Alasan kedua inilah yang sangat berkaitan dengan alasan tidak dipilihnya bentuk
negara monarki atau oligarki. Jika dalam bentuk monarki atau oligarki, yang
memiliki kekuasaan adalah raja atau sekelompok kecil masyarakat saja sehingga
jalannya suatu negara akan sangat bergantung pada figur dan kecakapan satu
orang atau beberapa orang saja. Secara lebih lanjut, Hatta menjelaskan bahwa
kecakapan dan figur tersebut tidaklah bersifat kekal jika dibandingkan dengan
pemerintahan rakyat yang sifatnya lebih kekal, karena rakyat akan selalu ada
selama negara tersebut berdiri (Hatta, 2014:13). Memperkuat argumen Hatta,
Tjokroaminoto memberikan sebuah kalimat yang menyatakan bahwa pemerintahan yang
‘sempurna’ adalah sebuah pemerintahan yang memiliki sebuah perwakilan rakyat
yang bekerja secara sungguh-sungguh untuk kepentingan rakyat di sampingnya
dimana hal ini menegaskan bahwa pemerintahan berbentuk republik adalah sebuah
bentuk pemerintahan yang paling sesuai bagi Bangsa Indonesia (Tjokroaminoto,
1981).
Pemilihan bentuk negara kesatuan dan republik itu sendiri dilatarbelakangi oleh
situasi sosial dan politik yang terjadi kala itu. Gagalnya sistem pemerintahan
federasi yaitu Republik Indonesia Serikat pada tahun 1949 yang membuat rakyat
semakin gencar menyerukan adanya bentuk negara kesatuan karena pada awalnya
Indoenesia adalah adalah sebuah negara kesatuan yang berbentuk republik.
Ditambah dengan situasi dan realitas sosial yang menunjukkan bahwa Indonesia
adalah sebuah bangsa yang heterogen dan memiliki keragaman yang sangat kompleks
maka bentuk negara kesatuan republik adalah sebuah pilihan yang sekiranya cocok
bagi bangsa Indonesia itu sendiri. Penulis sangat menyetujui pendapat berbagai
ahli khususnya Hatta yang menyatakan berbagai alasannya mengenai mengapa
Indonesia harus berbentuk Negara Kesatuan Republik Indonesia.
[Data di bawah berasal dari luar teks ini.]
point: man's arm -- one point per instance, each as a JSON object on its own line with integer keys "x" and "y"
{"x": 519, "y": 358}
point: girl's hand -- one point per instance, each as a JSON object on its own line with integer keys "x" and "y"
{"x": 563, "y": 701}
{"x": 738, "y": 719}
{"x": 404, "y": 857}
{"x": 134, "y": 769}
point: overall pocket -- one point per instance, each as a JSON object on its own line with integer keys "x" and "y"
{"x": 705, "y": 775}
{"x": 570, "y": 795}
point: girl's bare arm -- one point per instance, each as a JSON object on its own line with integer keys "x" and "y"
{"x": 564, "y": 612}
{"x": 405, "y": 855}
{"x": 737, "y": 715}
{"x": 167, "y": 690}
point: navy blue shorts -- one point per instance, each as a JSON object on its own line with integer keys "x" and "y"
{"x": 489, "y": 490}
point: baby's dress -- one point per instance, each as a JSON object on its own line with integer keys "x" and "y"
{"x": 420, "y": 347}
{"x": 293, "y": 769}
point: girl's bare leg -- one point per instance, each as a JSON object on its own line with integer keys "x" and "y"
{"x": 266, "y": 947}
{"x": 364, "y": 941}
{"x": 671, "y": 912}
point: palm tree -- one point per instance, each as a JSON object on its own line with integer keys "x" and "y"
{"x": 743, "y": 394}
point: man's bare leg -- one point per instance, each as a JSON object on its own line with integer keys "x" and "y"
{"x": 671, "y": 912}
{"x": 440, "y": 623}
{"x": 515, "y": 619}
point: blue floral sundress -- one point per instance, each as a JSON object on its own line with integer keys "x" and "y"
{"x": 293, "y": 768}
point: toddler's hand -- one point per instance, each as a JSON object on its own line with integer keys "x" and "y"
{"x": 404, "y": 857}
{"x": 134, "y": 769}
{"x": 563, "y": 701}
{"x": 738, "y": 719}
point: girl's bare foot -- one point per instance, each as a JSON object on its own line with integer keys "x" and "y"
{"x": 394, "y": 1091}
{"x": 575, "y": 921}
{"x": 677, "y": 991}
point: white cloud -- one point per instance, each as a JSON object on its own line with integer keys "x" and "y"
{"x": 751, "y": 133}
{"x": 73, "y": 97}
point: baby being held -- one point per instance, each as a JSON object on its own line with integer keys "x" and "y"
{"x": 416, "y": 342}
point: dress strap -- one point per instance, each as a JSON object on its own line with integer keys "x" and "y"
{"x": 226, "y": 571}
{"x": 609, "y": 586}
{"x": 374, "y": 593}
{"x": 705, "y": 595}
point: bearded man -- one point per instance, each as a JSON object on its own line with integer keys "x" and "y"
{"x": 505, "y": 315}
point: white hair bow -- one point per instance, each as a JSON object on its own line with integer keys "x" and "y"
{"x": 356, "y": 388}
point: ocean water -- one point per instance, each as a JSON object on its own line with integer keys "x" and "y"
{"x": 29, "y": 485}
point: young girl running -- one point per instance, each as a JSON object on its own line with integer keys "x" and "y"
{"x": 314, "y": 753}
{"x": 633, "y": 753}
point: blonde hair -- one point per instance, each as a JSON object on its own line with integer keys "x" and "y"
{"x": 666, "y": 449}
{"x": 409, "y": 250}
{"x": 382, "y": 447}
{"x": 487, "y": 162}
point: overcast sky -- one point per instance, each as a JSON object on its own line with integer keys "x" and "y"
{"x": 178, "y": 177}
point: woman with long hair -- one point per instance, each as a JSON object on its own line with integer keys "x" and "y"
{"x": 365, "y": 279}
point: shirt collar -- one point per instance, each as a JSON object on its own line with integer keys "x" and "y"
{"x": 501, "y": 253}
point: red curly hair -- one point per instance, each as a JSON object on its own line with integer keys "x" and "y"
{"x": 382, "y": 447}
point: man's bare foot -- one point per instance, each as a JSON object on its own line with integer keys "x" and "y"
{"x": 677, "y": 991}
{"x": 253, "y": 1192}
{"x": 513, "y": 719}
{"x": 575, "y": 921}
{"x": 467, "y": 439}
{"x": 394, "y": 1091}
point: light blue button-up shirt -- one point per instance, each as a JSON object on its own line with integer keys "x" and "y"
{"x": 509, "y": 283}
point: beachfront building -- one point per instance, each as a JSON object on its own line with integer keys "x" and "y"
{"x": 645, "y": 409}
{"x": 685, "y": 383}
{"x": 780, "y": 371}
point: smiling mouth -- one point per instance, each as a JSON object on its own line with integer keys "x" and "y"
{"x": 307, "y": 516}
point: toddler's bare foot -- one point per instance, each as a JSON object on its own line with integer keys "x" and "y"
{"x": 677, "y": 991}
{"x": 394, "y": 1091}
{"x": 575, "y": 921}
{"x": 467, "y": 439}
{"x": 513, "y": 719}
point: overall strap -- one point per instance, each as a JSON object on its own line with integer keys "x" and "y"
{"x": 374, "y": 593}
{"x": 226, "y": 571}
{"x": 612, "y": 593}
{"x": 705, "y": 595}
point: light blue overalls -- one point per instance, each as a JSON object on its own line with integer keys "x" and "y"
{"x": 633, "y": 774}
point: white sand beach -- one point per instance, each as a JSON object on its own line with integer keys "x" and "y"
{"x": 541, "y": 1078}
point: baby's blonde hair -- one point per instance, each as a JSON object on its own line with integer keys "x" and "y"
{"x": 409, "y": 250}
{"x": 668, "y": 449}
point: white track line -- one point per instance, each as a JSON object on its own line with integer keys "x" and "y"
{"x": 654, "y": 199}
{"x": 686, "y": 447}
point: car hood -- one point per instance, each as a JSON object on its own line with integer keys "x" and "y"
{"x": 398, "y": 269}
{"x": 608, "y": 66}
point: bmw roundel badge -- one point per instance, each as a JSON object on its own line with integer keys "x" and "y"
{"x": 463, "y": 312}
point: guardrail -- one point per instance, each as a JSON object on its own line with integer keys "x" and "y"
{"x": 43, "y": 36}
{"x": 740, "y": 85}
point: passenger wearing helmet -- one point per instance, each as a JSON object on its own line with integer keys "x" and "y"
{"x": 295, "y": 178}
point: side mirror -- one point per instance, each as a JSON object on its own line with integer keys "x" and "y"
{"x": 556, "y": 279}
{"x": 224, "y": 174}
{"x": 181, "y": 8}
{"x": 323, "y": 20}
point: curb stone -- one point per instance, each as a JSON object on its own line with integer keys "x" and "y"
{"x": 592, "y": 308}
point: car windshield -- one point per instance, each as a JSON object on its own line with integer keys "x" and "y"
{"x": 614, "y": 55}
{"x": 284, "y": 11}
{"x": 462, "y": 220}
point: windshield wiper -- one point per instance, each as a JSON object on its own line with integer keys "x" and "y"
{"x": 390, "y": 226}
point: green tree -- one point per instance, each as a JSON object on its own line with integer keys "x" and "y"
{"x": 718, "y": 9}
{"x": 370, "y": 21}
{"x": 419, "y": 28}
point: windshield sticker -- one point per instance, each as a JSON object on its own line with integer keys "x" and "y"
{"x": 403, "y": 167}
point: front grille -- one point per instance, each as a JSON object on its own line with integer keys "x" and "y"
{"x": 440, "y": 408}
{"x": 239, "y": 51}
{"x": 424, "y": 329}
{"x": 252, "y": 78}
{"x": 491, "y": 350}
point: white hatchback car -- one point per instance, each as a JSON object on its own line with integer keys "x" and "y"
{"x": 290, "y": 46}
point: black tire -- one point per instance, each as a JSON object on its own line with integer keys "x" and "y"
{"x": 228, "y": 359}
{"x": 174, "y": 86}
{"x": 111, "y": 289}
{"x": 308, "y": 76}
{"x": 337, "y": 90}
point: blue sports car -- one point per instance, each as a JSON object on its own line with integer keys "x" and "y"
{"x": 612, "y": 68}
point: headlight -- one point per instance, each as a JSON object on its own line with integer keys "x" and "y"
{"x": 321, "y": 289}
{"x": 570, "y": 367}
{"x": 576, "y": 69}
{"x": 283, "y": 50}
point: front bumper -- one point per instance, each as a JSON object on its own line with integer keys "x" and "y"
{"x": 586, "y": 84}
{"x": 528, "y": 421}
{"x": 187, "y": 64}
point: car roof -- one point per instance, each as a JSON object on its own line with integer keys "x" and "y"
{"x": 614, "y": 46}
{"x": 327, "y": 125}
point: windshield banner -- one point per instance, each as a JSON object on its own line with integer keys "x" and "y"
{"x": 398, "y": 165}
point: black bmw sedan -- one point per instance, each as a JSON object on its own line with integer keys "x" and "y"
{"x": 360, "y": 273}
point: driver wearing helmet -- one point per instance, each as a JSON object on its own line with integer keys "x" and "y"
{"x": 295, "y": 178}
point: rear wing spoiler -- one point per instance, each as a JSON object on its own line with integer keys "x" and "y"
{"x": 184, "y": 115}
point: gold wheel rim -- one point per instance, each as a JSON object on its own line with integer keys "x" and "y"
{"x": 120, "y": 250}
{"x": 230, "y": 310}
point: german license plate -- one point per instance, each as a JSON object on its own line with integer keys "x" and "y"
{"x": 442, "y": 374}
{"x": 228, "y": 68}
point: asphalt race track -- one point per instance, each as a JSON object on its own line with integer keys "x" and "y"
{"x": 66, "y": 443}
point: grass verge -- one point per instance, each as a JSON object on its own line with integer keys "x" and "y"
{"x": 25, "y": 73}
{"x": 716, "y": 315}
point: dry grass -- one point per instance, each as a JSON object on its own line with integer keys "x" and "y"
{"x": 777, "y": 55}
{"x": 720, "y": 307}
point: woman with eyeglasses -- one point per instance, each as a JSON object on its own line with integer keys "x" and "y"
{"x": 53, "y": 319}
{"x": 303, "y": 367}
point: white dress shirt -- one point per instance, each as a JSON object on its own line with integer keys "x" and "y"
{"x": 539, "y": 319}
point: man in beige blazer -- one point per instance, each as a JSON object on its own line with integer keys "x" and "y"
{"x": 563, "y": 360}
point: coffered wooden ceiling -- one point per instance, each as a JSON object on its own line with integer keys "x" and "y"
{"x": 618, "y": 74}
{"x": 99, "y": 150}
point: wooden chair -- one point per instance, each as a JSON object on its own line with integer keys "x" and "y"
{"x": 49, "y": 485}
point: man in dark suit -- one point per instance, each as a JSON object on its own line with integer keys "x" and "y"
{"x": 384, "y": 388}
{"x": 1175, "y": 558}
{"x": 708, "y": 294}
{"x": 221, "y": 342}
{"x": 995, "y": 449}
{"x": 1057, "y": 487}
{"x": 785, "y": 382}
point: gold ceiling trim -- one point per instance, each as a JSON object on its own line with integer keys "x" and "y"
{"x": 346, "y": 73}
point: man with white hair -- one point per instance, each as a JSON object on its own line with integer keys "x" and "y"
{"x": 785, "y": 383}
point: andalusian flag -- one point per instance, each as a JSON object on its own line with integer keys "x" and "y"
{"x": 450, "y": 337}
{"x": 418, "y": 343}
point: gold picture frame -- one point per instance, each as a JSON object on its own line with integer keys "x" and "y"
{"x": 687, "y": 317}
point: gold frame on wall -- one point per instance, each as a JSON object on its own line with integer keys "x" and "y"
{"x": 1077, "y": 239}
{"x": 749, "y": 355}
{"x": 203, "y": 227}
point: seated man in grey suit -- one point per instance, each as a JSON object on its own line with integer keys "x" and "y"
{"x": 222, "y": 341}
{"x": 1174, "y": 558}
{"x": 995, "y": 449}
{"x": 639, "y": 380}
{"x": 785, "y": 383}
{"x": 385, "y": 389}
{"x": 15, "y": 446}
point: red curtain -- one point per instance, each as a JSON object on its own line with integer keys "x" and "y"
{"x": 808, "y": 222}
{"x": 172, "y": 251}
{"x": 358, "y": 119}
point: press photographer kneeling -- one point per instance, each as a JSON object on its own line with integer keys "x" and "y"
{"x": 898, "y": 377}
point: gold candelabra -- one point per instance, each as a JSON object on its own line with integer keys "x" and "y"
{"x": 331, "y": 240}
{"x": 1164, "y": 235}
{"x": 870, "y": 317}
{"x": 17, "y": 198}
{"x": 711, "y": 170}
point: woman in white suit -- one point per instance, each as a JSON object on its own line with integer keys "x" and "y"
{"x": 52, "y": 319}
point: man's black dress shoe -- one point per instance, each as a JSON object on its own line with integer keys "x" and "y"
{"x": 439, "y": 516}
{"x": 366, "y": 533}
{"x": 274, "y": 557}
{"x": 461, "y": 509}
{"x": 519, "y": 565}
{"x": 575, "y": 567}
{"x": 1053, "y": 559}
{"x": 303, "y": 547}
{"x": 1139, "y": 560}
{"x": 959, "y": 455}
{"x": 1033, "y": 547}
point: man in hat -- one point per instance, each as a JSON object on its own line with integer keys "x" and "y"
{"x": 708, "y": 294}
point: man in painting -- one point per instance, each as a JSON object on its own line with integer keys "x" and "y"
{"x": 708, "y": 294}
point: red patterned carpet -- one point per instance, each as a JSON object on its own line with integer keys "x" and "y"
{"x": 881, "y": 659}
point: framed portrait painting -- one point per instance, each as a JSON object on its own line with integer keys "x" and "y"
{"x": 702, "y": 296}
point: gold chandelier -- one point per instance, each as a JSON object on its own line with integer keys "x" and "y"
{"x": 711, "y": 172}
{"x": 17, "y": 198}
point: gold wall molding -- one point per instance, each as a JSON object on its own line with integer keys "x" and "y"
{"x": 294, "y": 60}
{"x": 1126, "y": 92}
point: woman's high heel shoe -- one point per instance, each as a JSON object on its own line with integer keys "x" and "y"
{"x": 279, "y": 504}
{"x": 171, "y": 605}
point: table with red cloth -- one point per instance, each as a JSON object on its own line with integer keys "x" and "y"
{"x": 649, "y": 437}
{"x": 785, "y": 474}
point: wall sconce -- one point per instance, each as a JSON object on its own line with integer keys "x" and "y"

Untuk memperkuat
argumen para ahli di atas, penulis mencoba menarik sebuah kesimpulan sederhana
yaitu Indonesia adalah sebuah negara dengan tingkat kompleksitas yang sangat
tinggi baik dari sisi heterogenitas bangsa maupun kepentingan yang ada di
dalamnya, namun dapat bersatu di bawah panji negara kesatuan yang tidak
memandang etnis, agama, golongan tertentu serta di bawah bendera republik yang
menomorsatukan kepentingan seluruh rakyat (kolektif) di atas kepentingan
golongan ataupun kelompok tertentu sehingga dapat tercipta suatu hubungan yang
terintegrasi dan harmonis di antara Bangsa Indonesia itu sendiri.